Love is not enough. Saying it is not enough. Presence is what matters.

How can you feel love when someone isn’t around? When there are no precious predictable moments of comfort? When there aren’t beds to be shared and eyes to look into? When there aren’t arms to be held in and tears to be kissed by the one set of lips that really can swallow your pain whole? And that’s just it. The only thing that really matters is PRESENCE ­--- physical and emotional.


When my son was one-year-old, he would cry if I so much as stood up, forget leaving the room. I had done everything ‘right’. It had gotten so bad that I could barely shower or use the restroom without a clinging toddler burying his chubby fists in every crevice of my body he could dig his way into. I wanted to scream. And I did. Loudly. When he wasn’t around.
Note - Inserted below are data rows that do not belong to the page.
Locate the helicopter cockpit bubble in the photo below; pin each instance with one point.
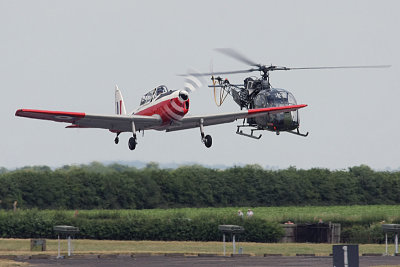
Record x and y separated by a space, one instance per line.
275 97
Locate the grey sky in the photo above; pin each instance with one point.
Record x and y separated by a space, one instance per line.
68 55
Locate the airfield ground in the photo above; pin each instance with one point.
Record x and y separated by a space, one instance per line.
16 252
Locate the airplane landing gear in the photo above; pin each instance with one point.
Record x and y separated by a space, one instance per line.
132 143
206 140
116 140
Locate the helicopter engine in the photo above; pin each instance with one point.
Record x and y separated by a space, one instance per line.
274 97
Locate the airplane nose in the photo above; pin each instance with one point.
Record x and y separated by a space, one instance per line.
183 96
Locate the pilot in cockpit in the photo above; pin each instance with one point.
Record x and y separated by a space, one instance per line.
160 90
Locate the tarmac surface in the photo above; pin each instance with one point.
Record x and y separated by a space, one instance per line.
179 261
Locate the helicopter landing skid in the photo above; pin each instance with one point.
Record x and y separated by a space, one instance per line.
240 132
298 133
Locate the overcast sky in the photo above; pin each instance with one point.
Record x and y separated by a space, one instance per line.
68 55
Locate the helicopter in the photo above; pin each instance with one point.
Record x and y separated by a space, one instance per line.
257 92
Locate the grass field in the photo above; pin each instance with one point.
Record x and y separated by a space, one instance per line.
22 247
361 214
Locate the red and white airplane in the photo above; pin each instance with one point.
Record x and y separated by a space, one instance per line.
160 109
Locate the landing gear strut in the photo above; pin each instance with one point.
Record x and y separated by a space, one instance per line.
132 141
206 140
116 140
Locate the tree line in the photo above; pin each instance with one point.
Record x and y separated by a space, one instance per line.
96 186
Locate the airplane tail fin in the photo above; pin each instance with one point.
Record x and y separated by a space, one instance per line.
119 102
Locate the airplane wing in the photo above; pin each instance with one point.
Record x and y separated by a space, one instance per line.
114 123
189 122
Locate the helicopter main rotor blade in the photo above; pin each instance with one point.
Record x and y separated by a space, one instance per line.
217 73
236 55
336 67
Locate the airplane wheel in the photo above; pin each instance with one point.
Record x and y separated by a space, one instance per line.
208 141
132 143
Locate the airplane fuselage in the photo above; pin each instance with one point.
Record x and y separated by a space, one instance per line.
171 107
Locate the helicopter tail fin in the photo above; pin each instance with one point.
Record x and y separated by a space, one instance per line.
119 102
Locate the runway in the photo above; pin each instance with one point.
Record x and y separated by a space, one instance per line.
178 261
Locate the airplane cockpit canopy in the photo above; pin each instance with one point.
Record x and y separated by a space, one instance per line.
153 94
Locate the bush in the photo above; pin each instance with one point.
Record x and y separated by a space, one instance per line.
112 226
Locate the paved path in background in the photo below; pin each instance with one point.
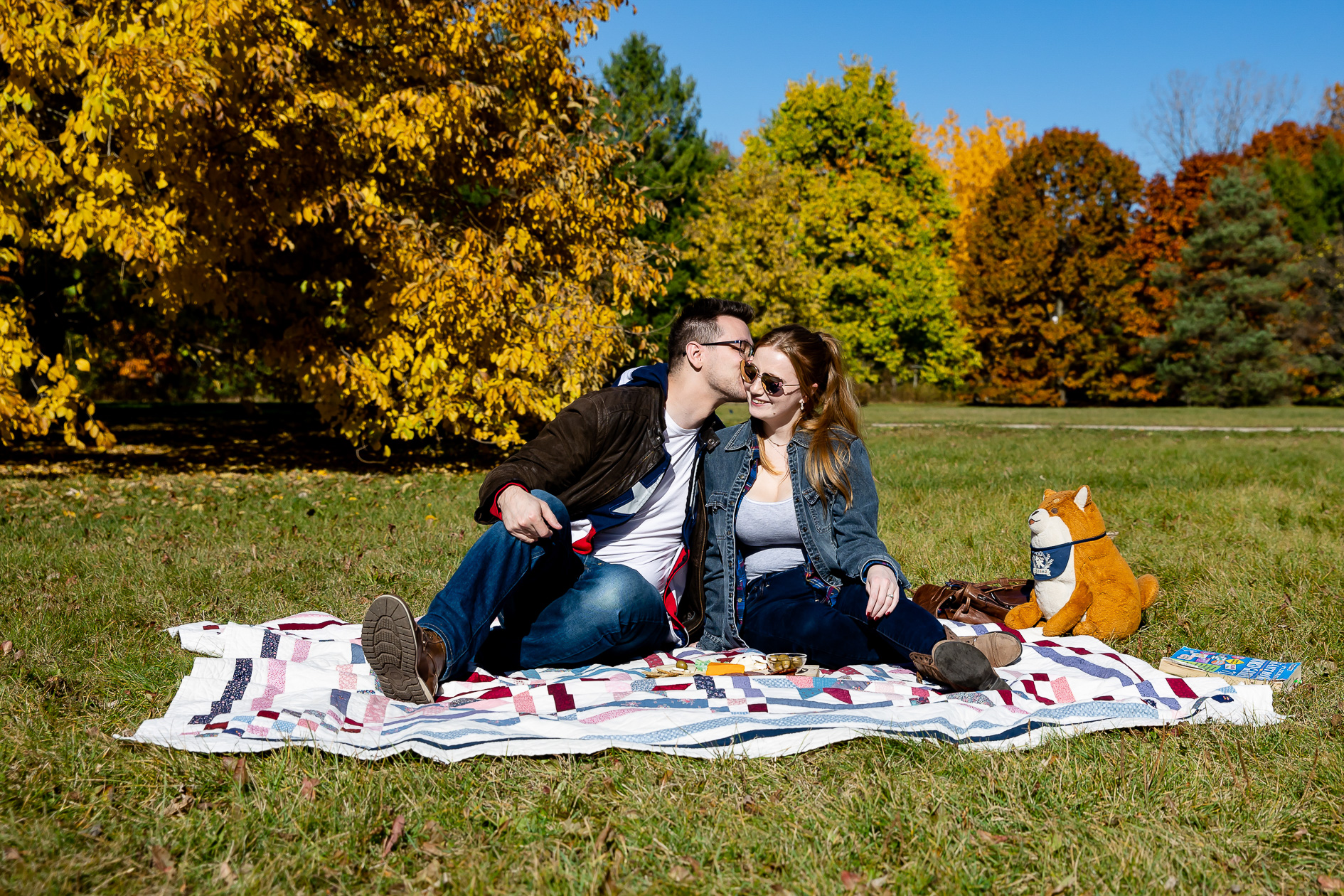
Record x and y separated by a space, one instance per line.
1141 429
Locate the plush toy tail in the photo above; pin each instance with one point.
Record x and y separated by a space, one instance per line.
1147 589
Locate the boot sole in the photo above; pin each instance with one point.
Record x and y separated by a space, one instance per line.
389 641
964 666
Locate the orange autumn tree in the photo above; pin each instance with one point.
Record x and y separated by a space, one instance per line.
402 208
1049 284
969 160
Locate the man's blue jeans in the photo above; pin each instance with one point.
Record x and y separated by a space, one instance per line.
782 616
558 607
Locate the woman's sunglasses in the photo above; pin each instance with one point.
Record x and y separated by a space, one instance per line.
773 385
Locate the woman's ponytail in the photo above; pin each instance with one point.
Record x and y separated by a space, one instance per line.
828 410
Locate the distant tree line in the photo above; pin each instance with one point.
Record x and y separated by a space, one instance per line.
432 225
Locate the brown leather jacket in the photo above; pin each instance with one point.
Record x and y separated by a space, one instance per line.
594 452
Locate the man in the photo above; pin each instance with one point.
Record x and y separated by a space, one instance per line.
598 550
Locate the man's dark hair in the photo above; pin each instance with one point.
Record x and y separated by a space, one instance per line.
698 324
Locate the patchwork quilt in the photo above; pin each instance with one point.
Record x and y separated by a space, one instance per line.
303 680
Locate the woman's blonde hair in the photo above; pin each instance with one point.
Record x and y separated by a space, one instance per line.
831 406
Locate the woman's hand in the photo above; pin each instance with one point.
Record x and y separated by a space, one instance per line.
883 590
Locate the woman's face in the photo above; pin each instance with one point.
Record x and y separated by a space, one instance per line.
774 409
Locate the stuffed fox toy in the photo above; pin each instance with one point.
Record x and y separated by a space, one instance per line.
1082 583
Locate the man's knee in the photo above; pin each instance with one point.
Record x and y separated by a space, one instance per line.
620 593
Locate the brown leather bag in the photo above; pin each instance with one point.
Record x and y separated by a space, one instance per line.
974 602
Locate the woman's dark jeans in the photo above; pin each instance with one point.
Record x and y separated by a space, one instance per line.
782 616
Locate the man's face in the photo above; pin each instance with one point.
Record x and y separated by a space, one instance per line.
723 363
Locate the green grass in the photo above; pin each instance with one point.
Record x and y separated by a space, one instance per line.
102 553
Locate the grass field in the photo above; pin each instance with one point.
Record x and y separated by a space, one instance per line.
102 553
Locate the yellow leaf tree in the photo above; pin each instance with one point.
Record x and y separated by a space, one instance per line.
836 219
402 208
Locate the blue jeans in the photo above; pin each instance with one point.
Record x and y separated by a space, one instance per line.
782 616
558 607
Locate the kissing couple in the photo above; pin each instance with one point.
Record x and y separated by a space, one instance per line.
636 523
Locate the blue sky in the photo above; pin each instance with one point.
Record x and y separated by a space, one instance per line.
1085 63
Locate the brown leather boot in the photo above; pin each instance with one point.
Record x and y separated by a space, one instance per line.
407 660
1001 648
957 666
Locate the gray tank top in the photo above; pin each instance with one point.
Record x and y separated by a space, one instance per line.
768 536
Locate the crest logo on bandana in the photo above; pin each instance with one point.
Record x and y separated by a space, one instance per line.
1050 563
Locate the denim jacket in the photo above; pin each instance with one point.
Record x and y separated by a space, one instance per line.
836 540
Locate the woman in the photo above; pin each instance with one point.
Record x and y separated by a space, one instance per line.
794 563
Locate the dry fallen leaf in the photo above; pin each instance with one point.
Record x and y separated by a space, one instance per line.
179 805
398 826
237 769
604 837
163 860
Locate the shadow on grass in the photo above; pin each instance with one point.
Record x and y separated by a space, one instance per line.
242 437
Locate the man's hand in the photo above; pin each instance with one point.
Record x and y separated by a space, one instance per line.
526 518
883 590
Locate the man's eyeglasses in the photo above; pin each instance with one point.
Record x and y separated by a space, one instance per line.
773 385
744 346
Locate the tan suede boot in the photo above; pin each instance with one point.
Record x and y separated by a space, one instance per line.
1001 648
407 660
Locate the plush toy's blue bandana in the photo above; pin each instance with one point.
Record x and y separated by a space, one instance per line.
1050 563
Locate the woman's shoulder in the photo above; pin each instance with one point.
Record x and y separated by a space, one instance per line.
836 433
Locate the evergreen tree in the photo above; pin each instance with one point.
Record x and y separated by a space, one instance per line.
1225 344
1319 332
1312 195
656 110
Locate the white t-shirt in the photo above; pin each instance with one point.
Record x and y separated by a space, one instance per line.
651 540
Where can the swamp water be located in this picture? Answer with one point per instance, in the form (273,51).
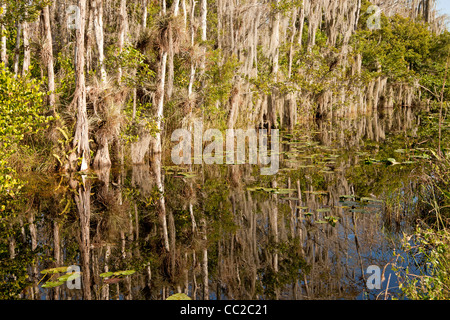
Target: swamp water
(344,193)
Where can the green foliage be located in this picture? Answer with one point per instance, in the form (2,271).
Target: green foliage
(20,115)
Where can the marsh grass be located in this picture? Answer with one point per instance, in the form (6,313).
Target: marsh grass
(429,246)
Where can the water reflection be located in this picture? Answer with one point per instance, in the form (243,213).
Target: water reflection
(224,231)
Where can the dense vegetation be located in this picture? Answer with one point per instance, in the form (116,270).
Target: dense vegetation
(109,89)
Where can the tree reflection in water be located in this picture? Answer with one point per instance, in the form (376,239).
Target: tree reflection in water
(224,231)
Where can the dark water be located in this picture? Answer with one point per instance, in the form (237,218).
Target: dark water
(336,207)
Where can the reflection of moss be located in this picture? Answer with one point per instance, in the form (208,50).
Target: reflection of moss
(291,266)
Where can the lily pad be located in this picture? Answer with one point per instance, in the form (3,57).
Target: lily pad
(179,296)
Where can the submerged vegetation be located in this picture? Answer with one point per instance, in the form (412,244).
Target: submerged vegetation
(88,106)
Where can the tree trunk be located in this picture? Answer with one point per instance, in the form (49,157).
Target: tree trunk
(170,57)
(123,31)
(99,38)
(26,48)
(3,55)
(17,50)
(157,145)
(49,57)
(81,139)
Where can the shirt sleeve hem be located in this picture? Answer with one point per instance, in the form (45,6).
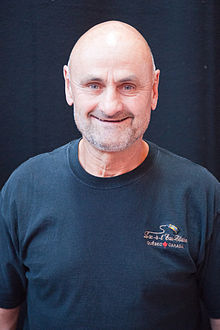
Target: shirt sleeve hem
(214,314)
(10,304)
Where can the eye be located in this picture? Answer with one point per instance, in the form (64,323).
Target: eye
(94,86)
(128,87)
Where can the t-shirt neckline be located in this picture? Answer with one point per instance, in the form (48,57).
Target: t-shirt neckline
(109,182)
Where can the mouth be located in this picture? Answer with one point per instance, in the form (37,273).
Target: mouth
(114,121)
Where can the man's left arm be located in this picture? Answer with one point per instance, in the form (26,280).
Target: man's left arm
(215,324)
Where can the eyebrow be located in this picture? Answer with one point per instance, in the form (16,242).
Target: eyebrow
(94,78)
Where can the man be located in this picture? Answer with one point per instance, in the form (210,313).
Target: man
(111,231)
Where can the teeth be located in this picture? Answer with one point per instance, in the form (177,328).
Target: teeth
(112,121)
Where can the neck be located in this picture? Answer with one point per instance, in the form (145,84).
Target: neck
(107,164)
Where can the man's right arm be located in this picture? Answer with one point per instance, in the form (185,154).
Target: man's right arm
(9,318)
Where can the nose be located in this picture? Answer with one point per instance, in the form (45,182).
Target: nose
(110,102)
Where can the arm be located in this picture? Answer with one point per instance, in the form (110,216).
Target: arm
(9,318)
(215,324)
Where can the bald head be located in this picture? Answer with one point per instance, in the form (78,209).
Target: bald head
(112,83)
(113,36)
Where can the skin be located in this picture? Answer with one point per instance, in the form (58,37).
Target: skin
(112,111)
(112,83)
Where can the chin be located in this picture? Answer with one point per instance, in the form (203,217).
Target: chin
(111,147)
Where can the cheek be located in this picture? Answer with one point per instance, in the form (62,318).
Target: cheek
(84,104)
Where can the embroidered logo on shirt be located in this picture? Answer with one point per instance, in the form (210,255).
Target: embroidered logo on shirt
(167,237)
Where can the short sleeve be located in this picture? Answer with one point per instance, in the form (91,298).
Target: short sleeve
(210,278)
(12,274)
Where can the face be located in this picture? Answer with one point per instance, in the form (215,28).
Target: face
(113,92)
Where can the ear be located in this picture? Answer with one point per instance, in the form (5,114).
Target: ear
(155,89)
(68,90)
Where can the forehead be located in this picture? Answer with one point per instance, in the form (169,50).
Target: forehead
(98,61)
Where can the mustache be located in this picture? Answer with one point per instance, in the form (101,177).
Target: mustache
(118,116)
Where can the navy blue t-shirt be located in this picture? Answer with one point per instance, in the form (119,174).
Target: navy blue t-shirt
(135,251)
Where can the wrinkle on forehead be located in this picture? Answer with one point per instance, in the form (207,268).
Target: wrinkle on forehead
(112,35)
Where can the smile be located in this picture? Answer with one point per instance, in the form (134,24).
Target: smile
(109,120)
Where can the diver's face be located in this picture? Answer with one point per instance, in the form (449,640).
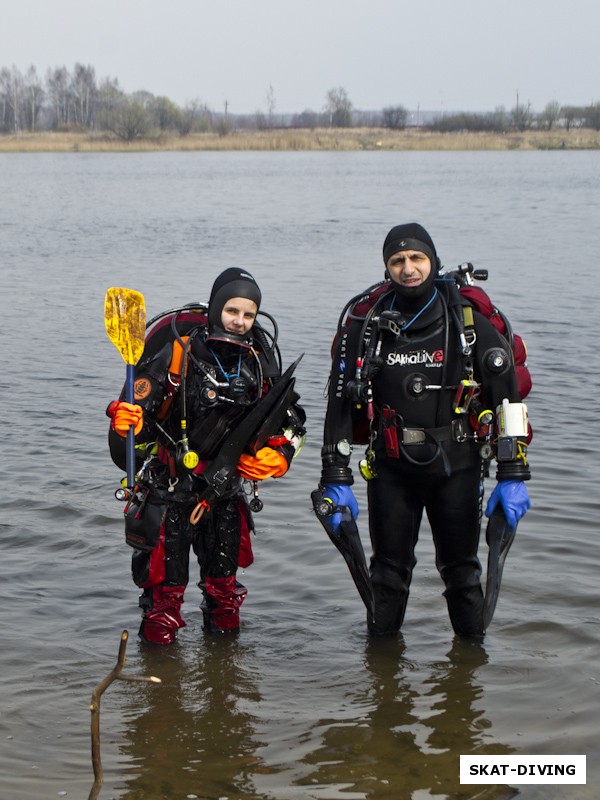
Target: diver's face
(238,315)
(409,268)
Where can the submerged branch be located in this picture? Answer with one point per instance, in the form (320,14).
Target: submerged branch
(114,674)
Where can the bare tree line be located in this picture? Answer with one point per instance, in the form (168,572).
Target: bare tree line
(77,101)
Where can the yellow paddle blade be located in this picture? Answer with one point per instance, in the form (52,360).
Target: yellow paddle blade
(125,320)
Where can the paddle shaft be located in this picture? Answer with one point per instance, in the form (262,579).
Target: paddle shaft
(130,445)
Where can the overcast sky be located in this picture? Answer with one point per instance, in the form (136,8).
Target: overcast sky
(471,55)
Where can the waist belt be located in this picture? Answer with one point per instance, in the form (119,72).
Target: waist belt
(396,435)
(454,432)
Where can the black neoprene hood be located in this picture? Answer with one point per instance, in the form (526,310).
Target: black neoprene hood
(411,236)
(233,282)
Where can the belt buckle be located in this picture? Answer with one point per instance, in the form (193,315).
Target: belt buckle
(413,435)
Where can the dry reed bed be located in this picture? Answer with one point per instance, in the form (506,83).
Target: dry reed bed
(296,140)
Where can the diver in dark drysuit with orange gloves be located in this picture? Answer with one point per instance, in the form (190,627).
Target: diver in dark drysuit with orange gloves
(202,372)
(402,369)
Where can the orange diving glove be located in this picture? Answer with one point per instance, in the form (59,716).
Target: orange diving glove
(124,416)
(267,463)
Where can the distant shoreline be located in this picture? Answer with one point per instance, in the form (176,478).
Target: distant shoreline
(291,139)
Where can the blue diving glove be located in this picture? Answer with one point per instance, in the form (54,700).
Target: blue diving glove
(514,499)
(340,495)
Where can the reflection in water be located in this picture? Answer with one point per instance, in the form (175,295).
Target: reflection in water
(416,722)
(193,736)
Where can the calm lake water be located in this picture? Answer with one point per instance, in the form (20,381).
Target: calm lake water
(301,704)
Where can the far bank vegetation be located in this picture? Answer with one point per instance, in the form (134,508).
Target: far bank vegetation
(74,111)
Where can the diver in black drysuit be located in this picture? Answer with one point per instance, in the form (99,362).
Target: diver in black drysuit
(160,524)
(424,455)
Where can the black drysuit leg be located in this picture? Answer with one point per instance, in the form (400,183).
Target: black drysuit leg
(397,498)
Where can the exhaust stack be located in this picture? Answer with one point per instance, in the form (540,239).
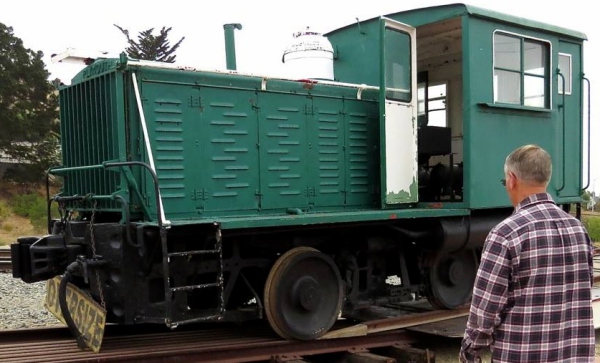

I had told him a thousand times I loved him. And I did, absolutely and completely. Then why couldn’t he feel it?

I wasn’t there. My physical presence didn’t matter because all I wanted to do was put on a pair of sneakers and run a marathon to the top of the lone sand dune I had spotted on the drive to Ras Al Khaimah. I wanted the soft sand to bury me whole. But how could he know this? I was right in front of him making all the cooing sounds I could muster up despite the lump in my throat.

My words were sound clouds he couldn’t hold on to. They were empty.

Children are feeling beings and are ruled by the right side of their brain that governs emotion. They sense no logic. All he knew was my reluctance. They feel every flinch, every shred of anxiety; it’s how human beings are wired to survive. My absence was an alarm that created havoc in his brain. A lack of parental presence makes the world feel like an unsafe landmine of unpredictability triggering the fight-flight-faint response of the brain. The message booms loud and clear: The world is an unsafe place. A message that never leaves a child, unless a parent changes.

Getting my parts to piece whole into a glued presence was as painful as slicing a limb clean off my body. But in that healing, I somehow began to fill up with the only nourishment I needed –-- my heart, soul and mind welded into one. When you accept and embrace your flaws and show compassion for your need to escape, the parts of you that flee, actually return. They come home to be housed in the body you call home --- a home that puts a roof over your child’s head.